Wszyscy mówmy: kocham cię
REDAKCJA • dawno temu„Kocham cię” to znaczy jesteś fajna, ok, dobra, piękna, wyjątkowa, niezastąpiona, mądra, a ja też jestem super, bo cię spotkałem/am, urodziłam, mam przy sobie. Uważam, że trzeba powtarzać to słowo jak katarynka, bo poprawia humor nie tylko adresatowi, ale i nadawcy.
Zauważyliście, że my w naszej kulturze, podobno uczuciowej i sentymentalnej, nie boimy się żadnych słów z wyjątkiem jednego? Emocjonalnie lub w ogóle bez powodu, jakby żartem, powtarzamy – nienawidzę cię, zabiję cię, dupa (i inne części ciała), o królewskim słowie na „k” nie wspominając.

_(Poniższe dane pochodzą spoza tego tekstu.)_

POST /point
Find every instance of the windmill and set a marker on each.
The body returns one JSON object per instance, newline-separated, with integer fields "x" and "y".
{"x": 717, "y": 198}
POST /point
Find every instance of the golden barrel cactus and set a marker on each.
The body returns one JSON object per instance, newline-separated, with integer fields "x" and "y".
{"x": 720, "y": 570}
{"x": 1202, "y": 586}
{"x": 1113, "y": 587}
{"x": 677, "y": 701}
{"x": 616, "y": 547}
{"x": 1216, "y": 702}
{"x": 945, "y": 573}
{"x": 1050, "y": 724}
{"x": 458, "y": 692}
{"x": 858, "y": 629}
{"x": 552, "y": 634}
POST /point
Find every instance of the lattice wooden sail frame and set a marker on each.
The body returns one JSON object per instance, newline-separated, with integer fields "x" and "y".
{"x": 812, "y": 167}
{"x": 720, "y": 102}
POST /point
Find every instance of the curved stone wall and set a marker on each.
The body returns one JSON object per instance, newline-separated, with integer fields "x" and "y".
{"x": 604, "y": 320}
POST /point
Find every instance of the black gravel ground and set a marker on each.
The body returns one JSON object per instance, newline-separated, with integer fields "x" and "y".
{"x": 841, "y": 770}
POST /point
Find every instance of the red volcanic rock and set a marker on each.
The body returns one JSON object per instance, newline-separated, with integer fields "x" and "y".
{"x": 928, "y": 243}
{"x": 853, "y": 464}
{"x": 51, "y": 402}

Młodzi zakochani klepią się po tyłkach i stawiają sobie browar. Ci nieco starsi wlepiają niewidzący wzrok w przestrzeń wypełnioną drugą osobą lub poszczekują i powarkują na siebie. Kiedy widzę ludzi bardzo objętych, przytulonych, uśmiechniętych bez powodu, to z bliska okazuje się, że to cudzoziemcy, zadbani, zadowoleni, optymistyczni Hiszpanie, Włosi, Amerykanie (nie, tego nie można poznać po wyglądzie, nie wszyscy Latynosi są śniadymi brunetami).

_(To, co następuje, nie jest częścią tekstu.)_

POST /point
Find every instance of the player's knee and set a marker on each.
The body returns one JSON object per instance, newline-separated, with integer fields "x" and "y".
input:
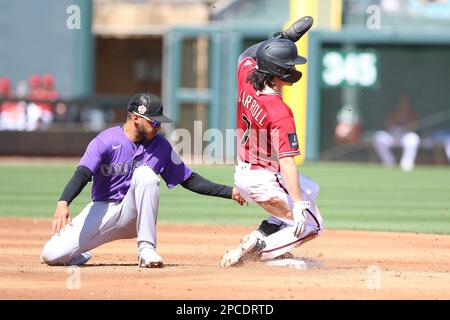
{"x": 52, "y": 254}
{"x": 145, "y": 175}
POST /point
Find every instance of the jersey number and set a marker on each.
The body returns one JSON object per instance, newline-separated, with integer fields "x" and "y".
{"x": 244, "y": 138}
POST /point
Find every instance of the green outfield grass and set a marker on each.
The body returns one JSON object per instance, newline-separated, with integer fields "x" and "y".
{"x": 353, "y": 196}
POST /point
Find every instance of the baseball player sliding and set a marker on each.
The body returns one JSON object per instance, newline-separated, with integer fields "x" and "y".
{"x": 266, "y": 172}
{"x": 124, "y": 162}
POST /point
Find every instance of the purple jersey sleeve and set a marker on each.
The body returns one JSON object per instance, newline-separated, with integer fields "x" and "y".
{"x": 93, "y": 155}
{"x": 175, "y": 171}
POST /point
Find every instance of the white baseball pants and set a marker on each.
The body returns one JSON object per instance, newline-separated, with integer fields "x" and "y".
{"x": 383, "y": 141}
{"x": 262, "y": 185}
{"x": 102, "y": 221}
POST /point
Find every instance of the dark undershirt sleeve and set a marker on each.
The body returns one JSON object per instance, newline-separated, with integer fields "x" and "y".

Zastanawiam się, dlaczego wychowujemy kolejne pokolenia w taki sposób, aby miłość była słowem i zjawiskiem tabu. Miłości nie wolno manifestować ani o niej mówić, chociaż jest tematem i potrzebą numer jeden dla każdego człowieka. Czemu nie wolno? Żeby nie zapeszyć?
W Amerykańskich filmach wszyscy się non stop „kochają”. Rodzice mówią to dzieciom, mężowie żonom, i vice versa, nawet kolega koledze w pracy (nie geje). Artysta mówi publiczności, że ją kocha, a publiczność trzyma transparenty, że kocha artystę.
My się z tego śmiejemy. Uważamy, że to puste słowa, nieprawdziwe, konwencjonalne, że to tani chwyt. Że miłości nie dowodzi się słowem, lecz czynem, a wzdychający romantyzm to ściema i przeżytek, nikt tak sztucznie nie doznaje emocji.
Może i mówienie „kocham” jest wyuczone. Ale jaka to skuteczna lekcja! Wiadomo już od dawna, jak ważna jest dla rozwoju, samopoczucia i wydajności człowieka AFIRMACJA. O ile lepiej działają pochwały niż besztanie i bluzgi. A czy istnieje piękniejszy komplement niż „kocham cię”? Żaden nie przychodzi mi do głowy. I wierzę, że człowiek, który od urodzenia słyszy takie „kocham” kilka razy dziennie, jest po prostu lepszy. To słowo niesie go w górę i do przodu. Rzeźbi zwycięzców, optymistów, ludzi uśmiechniętych jak głupi do sera i pełnych wiary w siebie.
Nie rozumiem, dlaczego w naszych uszach brzmi fałszywie, przesadnie, ckliwie. Mówimy czasem – jak się to klepie w kółko, to traci wartość, przecież on/ona i tak dobrze wie, że jego/ją kocham… Czy aby na pewno? Czy miłość jest zła? Nie sądzę. A może nie istnieje? Tego nie wiem. Uważam, że trzeba powtarzać to słowo jak katarynka, bo poprawia humor nie tylko adresatowi, ale i nadawcy. „Kocham cię” to znaczy jesteś fajna, ok, dobra, piękna, wyjątkowa, niezastąpiona, mądra, a ja też jestem super, bo cię spotkałem/am, urodziłam, mam przy sobie.
Nawet psu lepiej powiedzieć krótko i węzłowato „kocham cię!” niż „do nogi!”. Rezultat będzie identyczny, ale za to świat — o wiele piękniejszy. Czego tu się wstydzić?